I couldn't help but laugh at the face he had on. "What?" I asked. "Have I grown two heads? Or is this work really too hard for the ickle Malfoy?"
He glared at me and went to the other side of the room, sweeping the dirt into piles. I continued scrubbing, and then moved on to removing burn spots from the desks. I looked up at Malfoy once in awhile, and he was actually doing it right. Once he finished putting the dirt in piles, he wordlessly went to the closet and pulled out a duster and began to clean up the piles.
Together, we tackled the desks and the chairs, but all without saying a word to each other. We finally finished everything five minutes before McGonagall got back. As we put away the cleaning things, I looked closely at Draco's face. He had piercing blue eyes, and relatively high cheekbones. His lips weren't smiling, but they weren't smirking either. As I looked at him from up close, I got the impression of a serpent, especially with his long skinny face. Every time I looked at him though, my eyes were drawn again and again to his own.
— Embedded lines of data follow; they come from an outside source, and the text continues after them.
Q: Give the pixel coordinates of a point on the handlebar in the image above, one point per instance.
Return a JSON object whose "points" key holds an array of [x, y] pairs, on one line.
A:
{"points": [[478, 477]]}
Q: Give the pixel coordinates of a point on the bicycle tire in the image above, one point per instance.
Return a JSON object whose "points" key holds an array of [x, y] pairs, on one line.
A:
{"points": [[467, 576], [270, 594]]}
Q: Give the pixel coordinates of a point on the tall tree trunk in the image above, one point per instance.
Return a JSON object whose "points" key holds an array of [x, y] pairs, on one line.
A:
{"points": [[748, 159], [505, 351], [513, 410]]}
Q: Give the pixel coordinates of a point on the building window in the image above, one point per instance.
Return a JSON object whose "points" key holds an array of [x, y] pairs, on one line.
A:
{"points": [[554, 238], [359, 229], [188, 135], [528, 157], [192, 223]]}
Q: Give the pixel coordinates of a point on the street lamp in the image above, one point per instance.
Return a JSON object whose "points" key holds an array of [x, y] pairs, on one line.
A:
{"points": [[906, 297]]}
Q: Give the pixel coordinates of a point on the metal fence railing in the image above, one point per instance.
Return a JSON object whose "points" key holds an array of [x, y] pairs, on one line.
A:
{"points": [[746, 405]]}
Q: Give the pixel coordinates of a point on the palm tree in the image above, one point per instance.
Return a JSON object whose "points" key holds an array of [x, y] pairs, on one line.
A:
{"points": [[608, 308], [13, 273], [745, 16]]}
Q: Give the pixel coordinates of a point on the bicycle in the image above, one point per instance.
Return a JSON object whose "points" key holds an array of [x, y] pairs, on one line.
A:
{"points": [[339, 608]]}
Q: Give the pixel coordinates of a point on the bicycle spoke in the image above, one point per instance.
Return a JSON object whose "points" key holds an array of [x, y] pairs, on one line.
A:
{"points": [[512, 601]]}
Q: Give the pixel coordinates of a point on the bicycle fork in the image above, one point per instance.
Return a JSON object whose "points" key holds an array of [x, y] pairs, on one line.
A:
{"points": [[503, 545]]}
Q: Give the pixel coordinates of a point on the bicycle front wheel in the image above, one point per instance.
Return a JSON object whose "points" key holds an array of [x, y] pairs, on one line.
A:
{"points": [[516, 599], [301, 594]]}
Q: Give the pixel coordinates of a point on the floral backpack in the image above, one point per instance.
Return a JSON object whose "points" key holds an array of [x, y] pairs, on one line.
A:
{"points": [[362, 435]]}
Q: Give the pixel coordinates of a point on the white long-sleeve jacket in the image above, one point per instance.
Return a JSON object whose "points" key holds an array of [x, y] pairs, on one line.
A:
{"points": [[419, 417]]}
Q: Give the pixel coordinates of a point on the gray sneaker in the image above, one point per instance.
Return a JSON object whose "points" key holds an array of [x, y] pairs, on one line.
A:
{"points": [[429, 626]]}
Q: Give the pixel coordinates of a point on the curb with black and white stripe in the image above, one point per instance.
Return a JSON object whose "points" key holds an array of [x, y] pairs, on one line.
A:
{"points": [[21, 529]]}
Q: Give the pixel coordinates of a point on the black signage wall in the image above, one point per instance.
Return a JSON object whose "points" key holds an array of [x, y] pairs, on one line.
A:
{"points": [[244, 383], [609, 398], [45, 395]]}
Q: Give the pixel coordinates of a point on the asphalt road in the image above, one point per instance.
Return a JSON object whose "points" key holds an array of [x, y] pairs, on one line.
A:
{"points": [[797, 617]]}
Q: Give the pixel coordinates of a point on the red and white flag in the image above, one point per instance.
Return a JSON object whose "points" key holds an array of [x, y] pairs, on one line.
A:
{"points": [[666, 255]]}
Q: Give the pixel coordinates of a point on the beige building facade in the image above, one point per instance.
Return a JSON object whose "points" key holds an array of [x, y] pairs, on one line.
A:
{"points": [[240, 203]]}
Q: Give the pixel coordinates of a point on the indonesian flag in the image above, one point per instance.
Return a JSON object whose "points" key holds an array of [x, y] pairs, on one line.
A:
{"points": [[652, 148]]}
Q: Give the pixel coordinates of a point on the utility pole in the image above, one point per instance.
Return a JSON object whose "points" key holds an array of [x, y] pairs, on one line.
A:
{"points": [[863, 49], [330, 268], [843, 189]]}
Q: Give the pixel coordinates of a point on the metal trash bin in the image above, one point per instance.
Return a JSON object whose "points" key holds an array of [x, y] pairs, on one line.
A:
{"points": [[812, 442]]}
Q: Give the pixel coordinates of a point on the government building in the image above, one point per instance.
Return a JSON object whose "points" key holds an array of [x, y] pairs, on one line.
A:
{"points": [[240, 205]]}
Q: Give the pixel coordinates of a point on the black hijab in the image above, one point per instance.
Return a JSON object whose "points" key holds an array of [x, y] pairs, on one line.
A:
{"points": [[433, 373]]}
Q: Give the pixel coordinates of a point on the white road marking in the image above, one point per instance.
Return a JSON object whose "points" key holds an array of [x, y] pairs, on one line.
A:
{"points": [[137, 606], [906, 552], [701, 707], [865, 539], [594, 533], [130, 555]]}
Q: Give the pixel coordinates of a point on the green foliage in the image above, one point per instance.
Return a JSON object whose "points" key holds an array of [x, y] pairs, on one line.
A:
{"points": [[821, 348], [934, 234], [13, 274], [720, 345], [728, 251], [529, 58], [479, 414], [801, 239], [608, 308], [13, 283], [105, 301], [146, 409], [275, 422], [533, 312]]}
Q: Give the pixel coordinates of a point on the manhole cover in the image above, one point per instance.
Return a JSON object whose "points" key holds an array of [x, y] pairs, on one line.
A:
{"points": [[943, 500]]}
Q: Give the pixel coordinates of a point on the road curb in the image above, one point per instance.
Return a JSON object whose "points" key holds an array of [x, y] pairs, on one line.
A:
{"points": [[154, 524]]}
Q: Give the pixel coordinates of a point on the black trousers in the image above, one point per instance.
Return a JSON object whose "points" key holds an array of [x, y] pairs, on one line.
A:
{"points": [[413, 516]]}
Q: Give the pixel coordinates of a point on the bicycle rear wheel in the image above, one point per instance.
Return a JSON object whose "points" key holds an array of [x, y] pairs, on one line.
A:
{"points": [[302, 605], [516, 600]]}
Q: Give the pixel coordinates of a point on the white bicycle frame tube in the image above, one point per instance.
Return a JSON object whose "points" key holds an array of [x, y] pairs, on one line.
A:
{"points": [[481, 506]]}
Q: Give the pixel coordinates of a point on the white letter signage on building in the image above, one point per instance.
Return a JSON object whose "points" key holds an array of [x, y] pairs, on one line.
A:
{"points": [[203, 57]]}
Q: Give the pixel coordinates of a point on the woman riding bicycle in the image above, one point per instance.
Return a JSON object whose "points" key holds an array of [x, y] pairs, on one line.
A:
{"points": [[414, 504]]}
They were cold, emotionless, and unforgiving. Like ice.
Malfoy's voice broke into my thoughts. "So what did you do, Miss. Perfect?", he asked, sneering.
I glared at him. "What are you talking about?" I asked, keeping my voice level.
He rolled his eyes. "To get detention, idiot. God, you're about as smart as your brother."
I glowered at him and didn't answer.
"Answer me." He said quietly. I got the distinct feeling he was not used to being defied.
"Like I want to talk to you ferret boy." I replied, turning away from him and facing the other direction.
I heard a low growl and a hand roughly grabbed the neck of my robes. Forcing me back around, Malfoy looked straight into my eyes, his own little slits on his face as he contained his anger. He reached up his other hand, and for one heart stopping second I thought he was going to hit me. But he seemed to change his mind. Instead he let me go and pushed me away. "You're not worth it." I heard him mutter.
For that I surely would have hit him, if McGonagall hadn't walked to the room that exact second.
"Saved by the teacher again, Malfoy." I thought to myself. Next time, I promised, he wouldn't be so lucky.
A/N- ::cough:: Yar, I changed quite a bit... not. Well, I definitely changed Malfoy. This guy is gonna be tough to break, I can tell you all that.
And for the record, "diuturnal" IS really a word. I mean it. It means lasting for a long duration of time. Therefore when I said the teachers have a diuturnal love of rules, I meant they had a long lasting need to put people in detention. Basically.
Oh yes, and to anyone who caught the innuendo about the broom ::cough::ALEX::cough:: that wasn't intended, but I'm leaving it there because I find it amusing. Yes, I am perverted. Shut up.
Also, if anyone caught any UBBC code (ie, [i], [b], whatever) please tell me. I posted this first in the fanfiction boards on , so the codes worked there, but will not here.